Most of you know me well, and therefore you know how concerned I am with the cerebral dimension of faith. I’m concerned – rightly concerned, I’m convinced – with having people understand the truth of God and the purpose of God and the way of God. Unless people understand something their deity is an idol, their worship is superstition, and their discipleship (so-called) is cult-following. At the same time, in the maturer years of my pulpit ministry, I’ve come to see as never before that while understanding is necessary it’s never sufficient. Correct understanding alone leaves people sitting in an armchair, and leaves them sitting their while regarding as inferior those whose understanding is less sophisticated. In addition to be brought to understand, people have to be warmed and brightened; they have to be lit. Then the fire of Pentecost has to ignite us as surely as it ignited disciples in a Jerusalem room two millennia ago and has continued to ignite men and women ever since.

Throughout my ministry I’ve found that church folk usually have a more-or-less adequate idea of Christmas (the saviour of the world was born,) of Good Friday (they know that Jesus died for us in some sense) and of Easter (resurrection is an even tin world-occurrence that can never be overturned.) When it comes to Pentecost, however, I’ve found that most church folk apprehend little, if anything.

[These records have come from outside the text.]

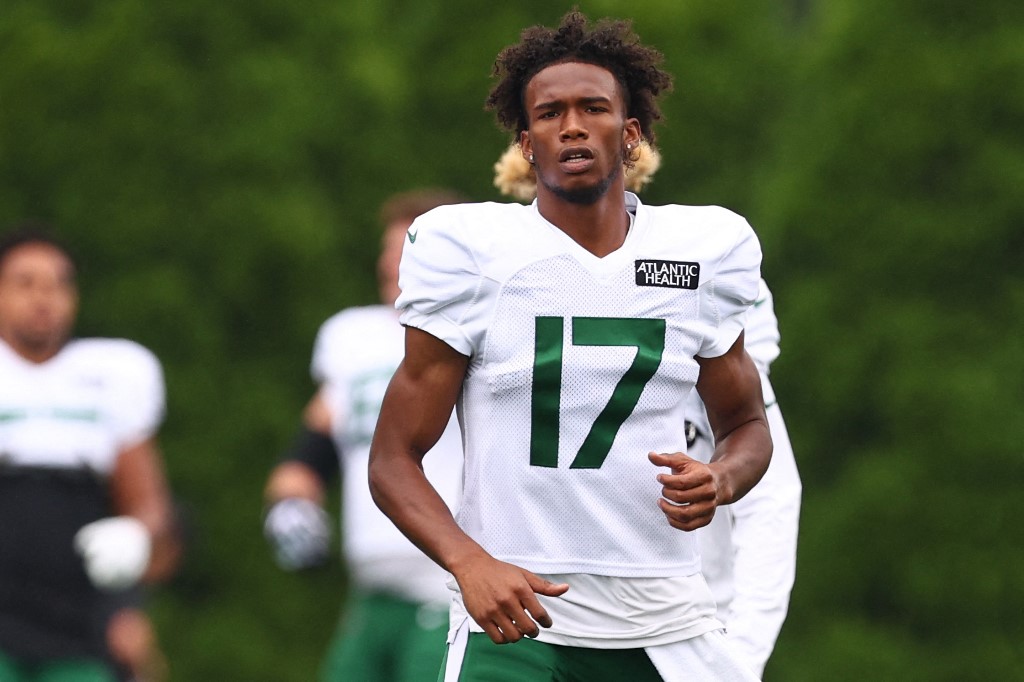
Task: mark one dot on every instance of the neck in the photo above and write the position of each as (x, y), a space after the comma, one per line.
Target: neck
(599, 227)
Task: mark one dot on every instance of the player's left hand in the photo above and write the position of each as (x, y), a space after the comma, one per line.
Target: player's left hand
(116, 551)
(689, 492)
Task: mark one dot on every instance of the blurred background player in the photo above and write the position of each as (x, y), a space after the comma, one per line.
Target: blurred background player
(395, 617)
(749, 551)
(85, 511)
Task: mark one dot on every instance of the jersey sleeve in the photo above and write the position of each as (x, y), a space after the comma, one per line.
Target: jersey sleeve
(139, 399)
(730, 291)
(440, 280)
(761, 333)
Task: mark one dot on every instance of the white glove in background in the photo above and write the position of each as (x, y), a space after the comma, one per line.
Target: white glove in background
(299, 531)
(116, 551)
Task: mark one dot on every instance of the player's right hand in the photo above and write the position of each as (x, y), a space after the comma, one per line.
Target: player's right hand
(299, 533)
(502, 598)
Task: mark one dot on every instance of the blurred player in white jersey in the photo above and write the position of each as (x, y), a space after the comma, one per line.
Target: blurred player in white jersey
(568, 334)
(749, 550)
(85, 512)
(393, 625)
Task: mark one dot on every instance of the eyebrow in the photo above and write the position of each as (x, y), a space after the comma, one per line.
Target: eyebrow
(583, 100)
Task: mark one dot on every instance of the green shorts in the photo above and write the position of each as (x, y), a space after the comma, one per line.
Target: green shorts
(384, 639)
(73, 670)
(528, 659)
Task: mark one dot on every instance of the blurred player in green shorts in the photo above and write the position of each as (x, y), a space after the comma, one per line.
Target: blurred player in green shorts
(85, 511)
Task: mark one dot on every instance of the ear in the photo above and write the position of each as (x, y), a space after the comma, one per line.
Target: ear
(525, 144)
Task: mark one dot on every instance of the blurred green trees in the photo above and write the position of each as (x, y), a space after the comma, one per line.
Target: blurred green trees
(219, 167)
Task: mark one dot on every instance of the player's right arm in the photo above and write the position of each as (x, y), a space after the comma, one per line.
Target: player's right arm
(501, 597)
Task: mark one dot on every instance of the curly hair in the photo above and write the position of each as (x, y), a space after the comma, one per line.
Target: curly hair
(34, 232)
(608, 43)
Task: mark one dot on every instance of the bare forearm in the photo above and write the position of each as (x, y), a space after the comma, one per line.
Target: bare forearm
(741, 458)
(403, 494)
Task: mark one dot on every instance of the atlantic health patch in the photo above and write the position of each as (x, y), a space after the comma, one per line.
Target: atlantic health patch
(671, 273)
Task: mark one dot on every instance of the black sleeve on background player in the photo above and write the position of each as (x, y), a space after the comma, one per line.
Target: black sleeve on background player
(315, 451)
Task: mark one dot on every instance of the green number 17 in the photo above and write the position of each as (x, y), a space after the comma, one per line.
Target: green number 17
(647, 336)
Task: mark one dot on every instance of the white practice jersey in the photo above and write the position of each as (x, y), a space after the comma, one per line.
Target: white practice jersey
(579, 367)
(749, 551)
(81, 408)
(356, 352)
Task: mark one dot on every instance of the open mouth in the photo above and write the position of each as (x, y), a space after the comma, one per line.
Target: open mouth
(577, 159)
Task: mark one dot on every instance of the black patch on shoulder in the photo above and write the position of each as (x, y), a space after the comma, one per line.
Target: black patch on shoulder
(670, 273)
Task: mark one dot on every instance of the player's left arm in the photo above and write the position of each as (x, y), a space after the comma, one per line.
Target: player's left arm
(730, 388)
(138, 488)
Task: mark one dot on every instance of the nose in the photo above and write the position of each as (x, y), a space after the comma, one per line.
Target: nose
(572, 126)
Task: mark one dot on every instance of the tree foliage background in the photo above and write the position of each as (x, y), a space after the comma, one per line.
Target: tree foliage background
(218, 168)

Then we must grasp the simple truth that the Holy Spirit is God’s effectual presence and power.

Today, on Pentecost Sunday, let’s think of the Spirit in terms of biblical symbols connected with the Spirit: breath, oil, dove, fire. For then we shall know that the Spirit is the effectual presence and power of God, whereby our gifts are made fruitful in his kingdom (breath;) we ourselves are anointed for service and nerved in the face of opposition (oil;) self-renouncing sacrifice is required of God’s people everywhere (dove;) and all of this is to warm and brighten others as we, “lit” already, are the occasion of his igniting others (fire.)